Bars and nightclubs close again, next phase of reopening announced
By Amber McIver-Traywick
On Tuesday Gov. Jared Polis made two major announcements during a news conference about the state’s response to the COVID-19 outbreak. Bars and nightclubs are once again ordered to be closed after having been opened at 25% capacity or with up to 50 people only two weeks prior and the unveiling of a county-specific next phase of reopening called “Protect Our Neighbors” was announced.
The governor’s decision to re-close bars and nightclubs came after state collected data has shown a slight uptick of cases in Colorado over the past two weeks particularly in younger demographics. Gov. Polis cited conversations he has had with governors of surrounding states who partially attribute the dramatic increases in the number of COVID-19 patients in their states, Texas and Arizona, with gatherings in these types of venues. Polis said the increase of the virus in younger adults, “…likely relates to a couple of causes” and included large parties, bars, nightclubs and, “potentially the large public gatherings and the protest movements that we’ve seen outside.”
Bars are still able to remain open if they sell food and can continue to sell to-go alcoholic drinks. The closures will remain in effect for the next 30 days. As of Tuesday, Larimer County Health officials had not received direct information about the variances they received for bars, taprooms, wineries and other similar venues being allowed to remain open in the county and how this might affect them.
On Tuesday, the state recorded 204 new cases of the novel coronavirus. Since March, a total of 32,715 people have tested positive for the respiratory disease COVID-19, according to the Colorado Department of Public Health and Environment.

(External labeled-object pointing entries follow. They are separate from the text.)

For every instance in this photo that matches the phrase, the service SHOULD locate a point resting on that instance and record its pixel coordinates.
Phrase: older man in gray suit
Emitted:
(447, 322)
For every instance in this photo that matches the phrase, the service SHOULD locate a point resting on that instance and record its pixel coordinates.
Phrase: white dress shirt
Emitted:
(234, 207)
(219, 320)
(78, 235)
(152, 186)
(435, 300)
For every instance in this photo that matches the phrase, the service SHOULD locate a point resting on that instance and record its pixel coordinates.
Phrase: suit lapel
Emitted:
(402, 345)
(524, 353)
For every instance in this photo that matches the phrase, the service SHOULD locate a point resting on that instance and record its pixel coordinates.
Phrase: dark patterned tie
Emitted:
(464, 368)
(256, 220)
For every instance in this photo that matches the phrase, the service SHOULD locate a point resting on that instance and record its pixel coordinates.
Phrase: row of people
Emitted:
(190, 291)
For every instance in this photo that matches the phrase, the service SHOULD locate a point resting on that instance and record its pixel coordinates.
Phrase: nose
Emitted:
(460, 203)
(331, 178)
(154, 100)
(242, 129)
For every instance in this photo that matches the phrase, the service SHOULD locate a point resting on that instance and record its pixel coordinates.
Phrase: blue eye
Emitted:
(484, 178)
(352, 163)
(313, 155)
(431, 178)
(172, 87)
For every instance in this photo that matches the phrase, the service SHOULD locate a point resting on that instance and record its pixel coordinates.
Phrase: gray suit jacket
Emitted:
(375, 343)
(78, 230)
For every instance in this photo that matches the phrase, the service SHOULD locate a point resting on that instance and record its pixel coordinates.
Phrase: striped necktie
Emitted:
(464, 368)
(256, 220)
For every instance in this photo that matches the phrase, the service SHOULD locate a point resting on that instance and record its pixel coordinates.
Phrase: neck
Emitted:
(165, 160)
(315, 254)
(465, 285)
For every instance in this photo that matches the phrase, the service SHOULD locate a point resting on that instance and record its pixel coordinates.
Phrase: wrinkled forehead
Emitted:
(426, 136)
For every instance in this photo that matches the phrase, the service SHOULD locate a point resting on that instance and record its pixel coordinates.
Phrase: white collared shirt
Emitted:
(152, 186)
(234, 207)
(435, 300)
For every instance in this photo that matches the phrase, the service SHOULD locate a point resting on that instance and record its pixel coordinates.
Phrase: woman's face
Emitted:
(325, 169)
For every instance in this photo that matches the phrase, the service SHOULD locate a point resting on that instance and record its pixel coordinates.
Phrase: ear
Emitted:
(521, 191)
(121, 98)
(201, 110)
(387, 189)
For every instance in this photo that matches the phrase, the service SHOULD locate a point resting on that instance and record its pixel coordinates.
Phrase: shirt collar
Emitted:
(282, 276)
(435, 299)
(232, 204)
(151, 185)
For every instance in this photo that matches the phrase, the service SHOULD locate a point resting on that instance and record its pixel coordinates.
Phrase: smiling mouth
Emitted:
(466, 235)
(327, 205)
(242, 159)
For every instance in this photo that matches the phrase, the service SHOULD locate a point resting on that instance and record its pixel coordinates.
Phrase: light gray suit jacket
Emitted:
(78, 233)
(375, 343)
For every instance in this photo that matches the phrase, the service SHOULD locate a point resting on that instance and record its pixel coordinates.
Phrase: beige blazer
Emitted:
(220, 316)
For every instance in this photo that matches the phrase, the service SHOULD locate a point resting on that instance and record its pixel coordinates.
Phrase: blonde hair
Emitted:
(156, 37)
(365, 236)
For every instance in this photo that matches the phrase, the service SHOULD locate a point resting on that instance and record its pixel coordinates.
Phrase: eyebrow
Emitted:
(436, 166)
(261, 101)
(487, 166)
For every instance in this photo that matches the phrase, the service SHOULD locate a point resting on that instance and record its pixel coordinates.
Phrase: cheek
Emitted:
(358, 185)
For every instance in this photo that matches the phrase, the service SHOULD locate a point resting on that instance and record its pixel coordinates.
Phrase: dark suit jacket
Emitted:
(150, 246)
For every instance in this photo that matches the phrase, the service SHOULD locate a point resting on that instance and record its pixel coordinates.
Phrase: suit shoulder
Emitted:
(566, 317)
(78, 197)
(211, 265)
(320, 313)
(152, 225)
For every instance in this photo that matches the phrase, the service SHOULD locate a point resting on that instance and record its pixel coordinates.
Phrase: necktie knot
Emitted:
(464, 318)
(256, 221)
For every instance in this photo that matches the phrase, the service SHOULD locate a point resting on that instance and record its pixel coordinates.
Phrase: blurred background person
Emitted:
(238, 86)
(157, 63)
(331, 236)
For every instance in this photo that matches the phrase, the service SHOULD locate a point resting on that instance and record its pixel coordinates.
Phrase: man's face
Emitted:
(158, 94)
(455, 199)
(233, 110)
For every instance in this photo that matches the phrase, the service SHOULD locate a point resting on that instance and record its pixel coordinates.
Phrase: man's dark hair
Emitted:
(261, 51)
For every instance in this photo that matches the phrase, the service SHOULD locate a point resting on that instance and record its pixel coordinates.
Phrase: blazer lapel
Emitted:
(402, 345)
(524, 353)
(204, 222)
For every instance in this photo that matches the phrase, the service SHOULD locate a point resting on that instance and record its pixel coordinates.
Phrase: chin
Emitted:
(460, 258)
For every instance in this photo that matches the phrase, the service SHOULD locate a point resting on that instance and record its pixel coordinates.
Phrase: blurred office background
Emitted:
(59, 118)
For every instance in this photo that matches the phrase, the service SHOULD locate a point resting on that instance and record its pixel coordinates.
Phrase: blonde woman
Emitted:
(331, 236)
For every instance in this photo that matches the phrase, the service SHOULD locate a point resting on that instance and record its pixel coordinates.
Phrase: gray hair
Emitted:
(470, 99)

The state health department also confirmed another 12 people have died due to COVID-19. So far,1,520 people have died from the disease, while 1,690 people have died potentially from other causes but tested positive for the virus as well.
With the unveiling of the next phase of reopening the state is calling “Protect Our Neighbors” communities will have the ability to open based on the specific conditions of their area. Counties and regions will apply to the state in order to be considered for this phase of reopening turning more power over to local health officials and away from state-wide orders. A list of qualifications and the requirement to submit a mitigation plan should there be a surge in COVID-19 cases to move into the next phase were presented by Dr. Rachel Herlihy, M.D., MPH, branch director and state epidemiologist.
The qualification for counties and regions to enter this phase include sufficient hospital bed capacity, PPE supplies, stable or declining cases of COVID-19 hospitalizations, sufficient testing capacity and the ability to implement case investigation and contact tracing protocols.
Herlihy said that to continue to see progress, “people who have symptoms of covid-19 or test positive must isolate as soon as symptoms start – people who think they have been exposed should get tested and quarantine” She continued by saying that under all levels of reopening community members should continue to take preventative actions to limit their risk of getting or spreading the virus including wearing a mask in public, washing hands frequently, social distancing and considering the risk of activities you choose to participate in.